En todo caso, en todas estas prácticas de condena hacia el pasivo se cuela siempre esa identificación falsa entre pasivo=afeminado. Es decir, sin duda muchos hombres «viriles» de la época griega y romana, adultos y de pelo en pecho, disfrutaban siendo penetrados, pero todo el entramado social y cultural ocultaba este hecho; aparece como cabeza de turco «el afeminado» como el único ser pasivo de toda su civilización, o dejando ese papel para el adolescente como única posibilidad no ignominiosa. De algún modo este personaje abyecto, el afeminado-pasivo, y esta identificación tan rígida tenía muchas ventajas: dejaba libre de «pecado» a todos aquellos que tuvieran un aspecto «masculino», y alejaba las sospechas de su posible placer anal.

Es interesante la lógica que se seguía en la cultura romana: la pasividad era una consecuencia de la falta de virilidad, no una causa. Este detalle es importante dado que en nuestra cultura actual la lógica es inversa: es el acto pasivo, el hecho de ser penetrado, lo que acarrea como consecuencia una pérdida de la virilidad. De hecho, parece que el mero acto de la penetración (como pasivo) «amaricona» automáticamente a la persona que lo experimenta[20].

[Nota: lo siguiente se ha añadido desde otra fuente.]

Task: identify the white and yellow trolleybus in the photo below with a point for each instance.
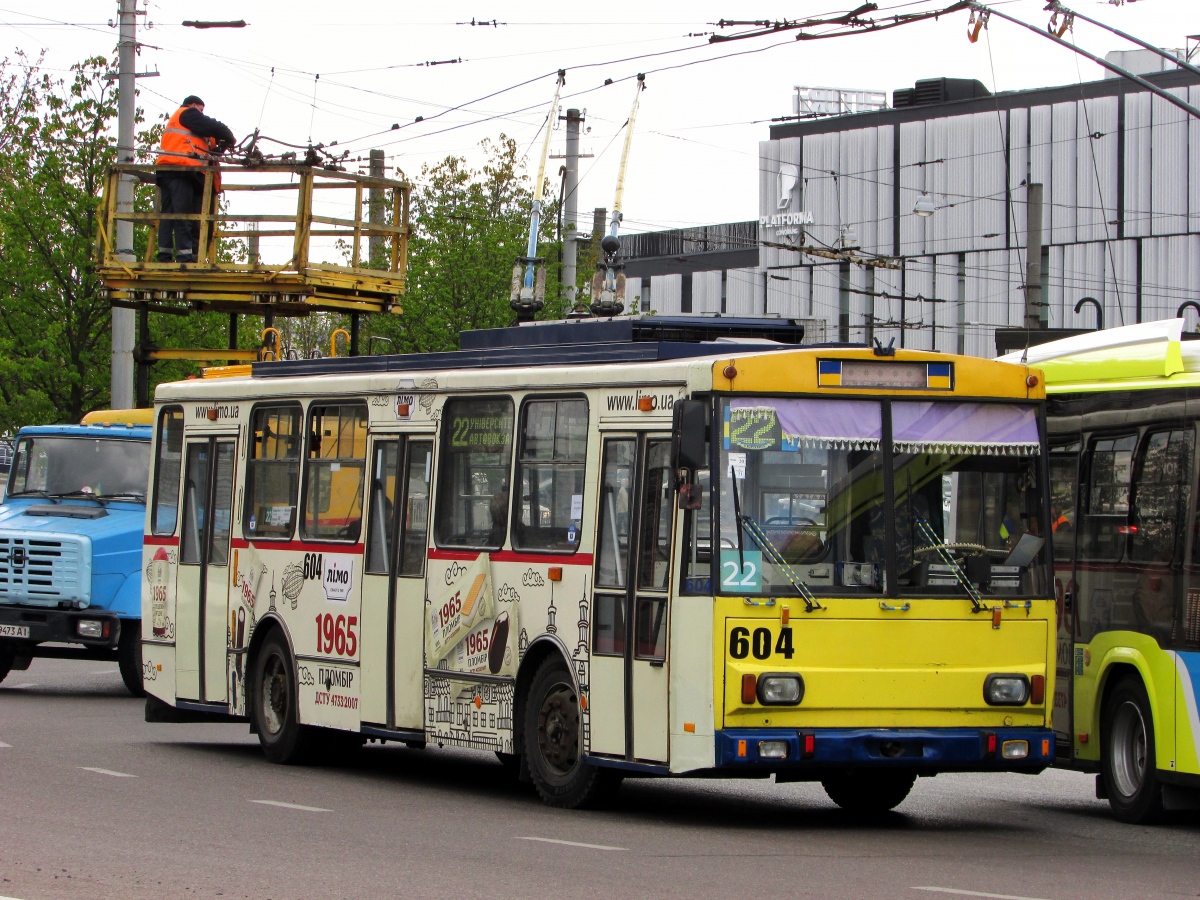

Como hemos comentado, en Roma o en Grecia el criterio que organizaba las sexualidades no era si a uno le gustaban las mujeres o los hombres, sino el valor de la masculinidad, la posición de poder, el ser activo o pasivo, la clase social superior asociada al papel activo.

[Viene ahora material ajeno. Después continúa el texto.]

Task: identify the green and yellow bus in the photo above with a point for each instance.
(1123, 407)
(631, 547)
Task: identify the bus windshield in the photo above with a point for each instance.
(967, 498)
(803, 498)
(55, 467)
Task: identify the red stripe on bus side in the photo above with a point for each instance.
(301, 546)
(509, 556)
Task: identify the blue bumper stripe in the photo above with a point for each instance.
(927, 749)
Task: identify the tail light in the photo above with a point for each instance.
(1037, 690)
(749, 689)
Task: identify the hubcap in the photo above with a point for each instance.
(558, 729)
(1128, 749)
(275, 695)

«El tabú moral acerca del sexo anal “pasivo” en la antigua Atenas es formulado principalmente como una especie de higiene del poder social. Ser penetrado es abdicar del poder[21]».

En este sentido, hay otro ejemplo todavía más curioso en la cultura romana, una obsesión sobre un acto execrable del que hoy se habla poco pero que está muy documentado: la felación (irrumatio). La mamada en esta cultura era un acto aún más bajo que la penetración anal pasiva. Para los romanos, mamarla (es decir, se desprecia al que chupa la polla, que allí llamaban pasivo, aunque a nosotros nos parece algo súper activo) era lo peor de lo peor, el acto más bajo de sometimiento: obtener placer pasivamente dando placer al otro y, a su vez, ofrecer una parte de su cuerpo, la boca, a la entera disposición del otro. La cosa estaba tan mal vista que, según Marcial[22], algunos hombres a los que habían pillado haciendo mamadas… ¡intentaban hacerse pasar por homófilos pasivos!; dado que la injuria en este caso era menor, era preferible confesar un acto de penetración pasiva a confesar que les gustaba hacer una buena mamada.

Como hemos visto, estos criterios de sexo condenable también están muy ligados a la clase social. Lo grave no es el acto en sí de la penetración, sino que esta la reciba una persona de clase alta, un hombre libre, y, sobre todo, que disfrute con ello. Lo que escandaliza no es el sexo en sí, sino el deslizamiento de clase social que supone, el adoptar una posición que solo debe tener el esclavo. Es importante señalar este punto para entender la cultura romana: el criterio que está funcionando es más una vigilancia de clase que de sexualidad.